The aircraft in which most of us learned to fly have propellers which turn clockwise as viewed from the cockpit. Most pilots are unwilling to reverse all those hard-learned synapses which cause automatic application of the correct rudder pedal in climb, stall, and high-gyroscopic-moment maneuvers. (This reluctance, of course, does not apply to pilots who use the pedals only during taxi.)

Let’s assume that a counter-clockwise rotating propeller (on a single-engine airplane) is not acceptable. Most engines considered suitable for conversion turn clockwise as viewed from the cockpit. If one wishes to retain that direction of rotation on the propeller, one could select a two-mesh PSRU, or a PSRU using belts, chains, or certain planetary arrangements, in which the output shaft rotates in the same direction as the input.
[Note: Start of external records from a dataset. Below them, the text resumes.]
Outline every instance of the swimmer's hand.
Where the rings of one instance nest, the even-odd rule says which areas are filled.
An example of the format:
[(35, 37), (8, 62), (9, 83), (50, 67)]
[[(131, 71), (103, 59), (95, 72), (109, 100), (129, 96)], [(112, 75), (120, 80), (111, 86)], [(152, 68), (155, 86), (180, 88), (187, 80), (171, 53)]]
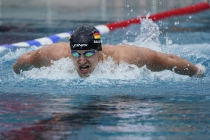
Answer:
[(13, 68), (13, 70), (14, 70), (14, 72), (15, 72), (16, 74), (20, 74), (21, 71), (28, 71), (28, 70), (31, 70), (31, 69), (33, 68), (33, 66), (32, 66), (32, 65), (29, 65), (29, 64), (23, 64), (23, 65), (21, 65), (21, 67), (20, 67), (19, 64), (14, 63), (14, 64), (12, 65), (12, 68)]
[(16, 63), (14, 63), (12, 65), (12, 68), (13, 68), (13, 71), (16, 73), (16, 74), (20, 74), (20, 68), (17, 66)]
[(31, 64), (31, 54), (31, 52), (23, 54), (12, 65), (12, 68), (16, 74), (20, 74), (21, 71), (27, 71), (33, 68), (33, 65)]
[(206, 68), (201, 65), (200, 63), (195, 65), (198, 68), (198, 71), (196, 74), (193, 75), (193, 77), (201, 78), (204, 76), (204, 73), (206, 72)]

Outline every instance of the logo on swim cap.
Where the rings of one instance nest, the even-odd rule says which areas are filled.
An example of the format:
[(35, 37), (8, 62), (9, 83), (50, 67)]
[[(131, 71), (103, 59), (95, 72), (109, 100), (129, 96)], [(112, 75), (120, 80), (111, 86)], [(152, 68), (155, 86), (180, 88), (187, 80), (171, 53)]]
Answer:
[(87, 47), (88, 44), (73, 44), (73, 48), (77, 48), (77, 47)]
[(83, 25), (72, 31), (69, 37), (71, 50), (98, 50), (101, 51), (101, 36), (99, 31), (88, 25)]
The output of a single-mesh externally-toothed gear reduction is opposite of the input. Therefore, if one decides to use an externally-toothed offset gear-PSRU, one can: (1) reverse the engine rotation and use a single-mesh reduction attached to the flywheel-end of the engine, (2) retain the original direction of engine rotation and use a PSRU with an idler gear, or (3) retain the original engine rotation and drive a single-mesh PSRU off the wrong end of the crankshaft (a VERY bad choice). Here is an expanded discussion of each option.
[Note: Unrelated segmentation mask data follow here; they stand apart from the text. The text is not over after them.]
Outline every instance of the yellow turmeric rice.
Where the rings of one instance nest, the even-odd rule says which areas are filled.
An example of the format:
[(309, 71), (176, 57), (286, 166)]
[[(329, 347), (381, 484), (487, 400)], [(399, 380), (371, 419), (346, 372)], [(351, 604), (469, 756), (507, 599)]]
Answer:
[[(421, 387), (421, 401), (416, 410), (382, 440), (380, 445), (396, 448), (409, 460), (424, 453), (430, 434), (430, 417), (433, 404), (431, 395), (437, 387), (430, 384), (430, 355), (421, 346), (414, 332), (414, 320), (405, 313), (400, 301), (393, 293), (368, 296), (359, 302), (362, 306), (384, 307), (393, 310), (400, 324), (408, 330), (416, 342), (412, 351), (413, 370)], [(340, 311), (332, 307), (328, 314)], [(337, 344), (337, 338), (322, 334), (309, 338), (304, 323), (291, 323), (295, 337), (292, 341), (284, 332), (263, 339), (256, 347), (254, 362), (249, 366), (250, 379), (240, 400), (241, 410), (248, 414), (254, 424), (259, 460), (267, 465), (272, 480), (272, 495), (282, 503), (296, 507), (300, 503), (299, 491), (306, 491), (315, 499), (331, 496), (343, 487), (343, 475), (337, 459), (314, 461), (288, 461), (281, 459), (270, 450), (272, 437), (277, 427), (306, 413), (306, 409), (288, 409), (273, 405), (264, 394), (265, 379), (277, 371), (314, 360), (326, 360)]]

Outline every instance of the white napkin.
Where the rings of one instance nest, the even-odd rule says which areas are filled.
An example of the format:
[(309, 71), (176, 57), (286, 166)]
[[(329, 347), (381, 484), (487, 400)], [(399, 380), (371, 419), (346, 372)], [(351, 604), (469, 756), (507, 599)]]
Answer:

1. Reversing the engine (covered on another page of this site) so that it turns in the opposite direction of the propeller has some interesting advantages. An obvious one is that, all other things being equal, a single mesh gearbox will weigh less than one with an idler gear. EPI has designed propeller reduction gearboxes in both configurations (with and without an idler). One model for an engine producing up to 600 lb.-ft. of torque weighs 73 pounds in the two-mesh (idler configuration), including an integrated gear-drive for the prop governor. The single mesh version of that same EPI PSRU weighs just 59 pounds including the same integrated prop-governor drive. A fourteen pound weight reduction can be hard to find on a 500 pound powerplant.
   
   A less obvious, but significant advantage is that the gyroscopic moment of the engine can reduce or cancel the gyroscopic moment of the propeller with respect to the loads the engine mount applies to the airframe. In fact, when EPI designed the engine mount system for the Orenda conversion of a popular high-performance twin, the calculations showed that the gyro-moment of the counterclockwise-rotating engine significantly reduced the gyro-moment of the large metal propeller.
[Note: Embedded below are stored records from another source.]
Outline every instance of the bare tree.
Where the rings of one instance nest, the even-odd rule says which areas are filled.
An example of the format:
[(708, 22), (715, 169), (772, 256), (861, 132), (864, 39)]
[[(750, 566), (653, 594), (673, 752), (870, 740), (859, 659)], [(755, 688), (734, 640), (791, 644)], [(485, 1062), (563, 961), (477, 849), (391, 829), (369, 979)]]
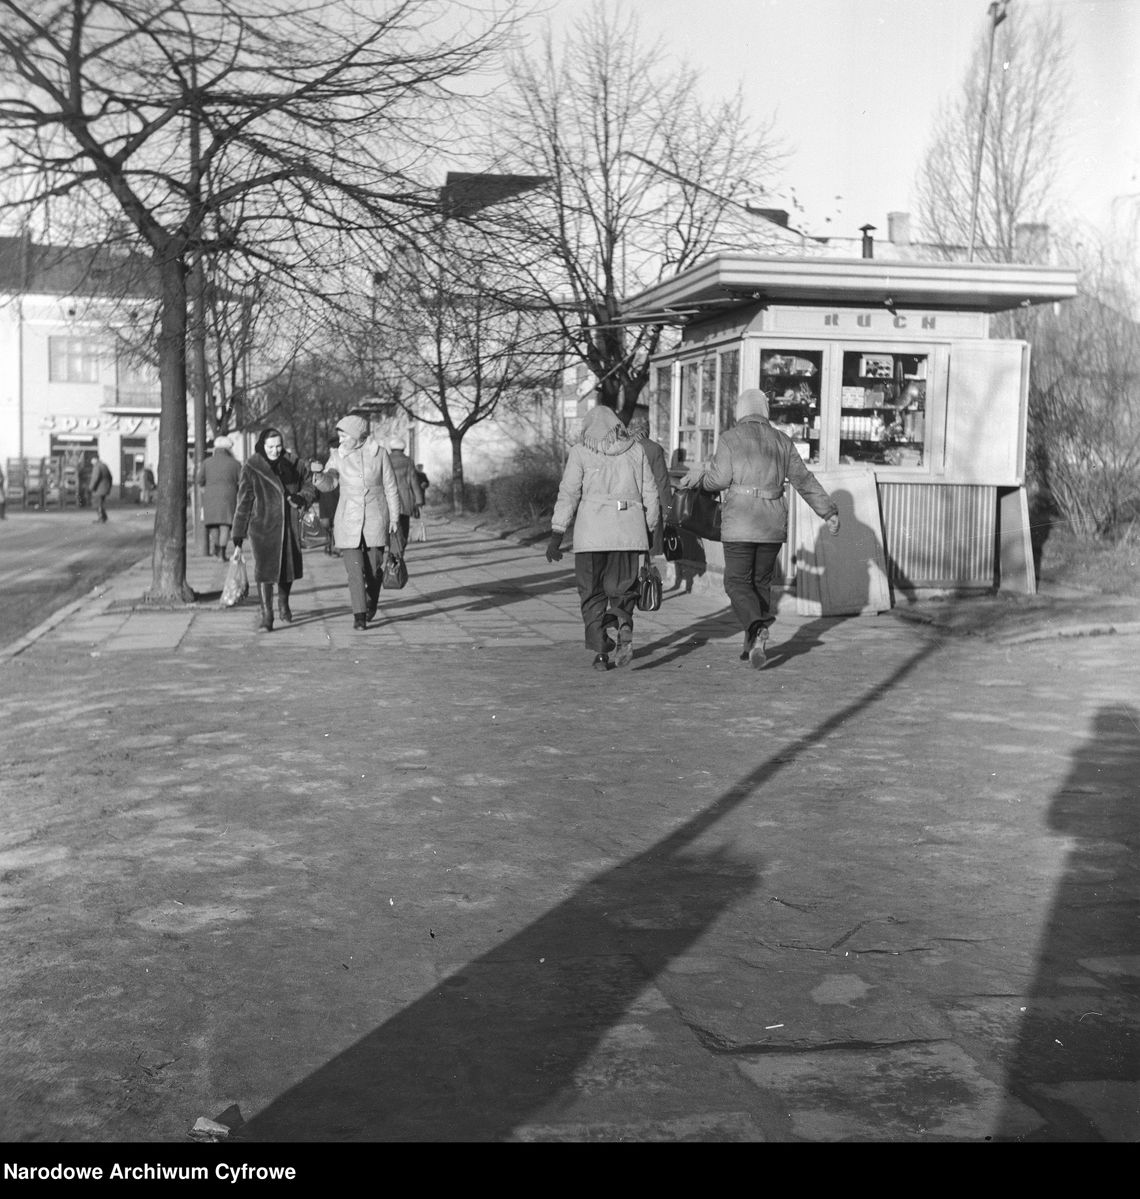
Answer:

2. A gearbox which contains a single idler gear requires special attention with respect to gear fatigue. The teeth on the PSRU input and output gears are subjected to severe fatigue loading: zero to maximum and back to zero, every revolution. However, the teeth of a single idler which meshes with both the input and output gears are subjected to the most severe form of fatigue loading: fully-reversing load. They are fully loaded in one direction when they mesh with the input gear and fully loaded in the opposite direction when they mesh with the output gear. In the single-idler case, the allowable working stress level is about 2/3 of the unidirectional-load value, and tooth load limits are usually established by the idler at that reduced working stress.
   
   Some gearboxes use an idler having two different gears on a common shaft, one meshing with the driver and one meshing with the driven gear. That arrangement has two advantages: (a) because of the compound reduction, it can implement a large reduction ratio with relatively compact gears, and (b) it eliminates the additional fatigue load experienced by a single idler gear. However, that arrangement adds weight and cost.
3. There are several good reasons not to drive off the wrong end of the crankshaft, including (a) lack of crankshaft structural strength to support the torque output stresses, and (b) torsional vibration issues potentially destructive to the crankshaft. The folly of this practice has been proven time and agiain in several classes of boat racing, but still it happens.... A further discussion of this particular example ofWishful Thinking Engineering is beyond the intended scope of this presentation, but be assured the arguments are both valid and persuading.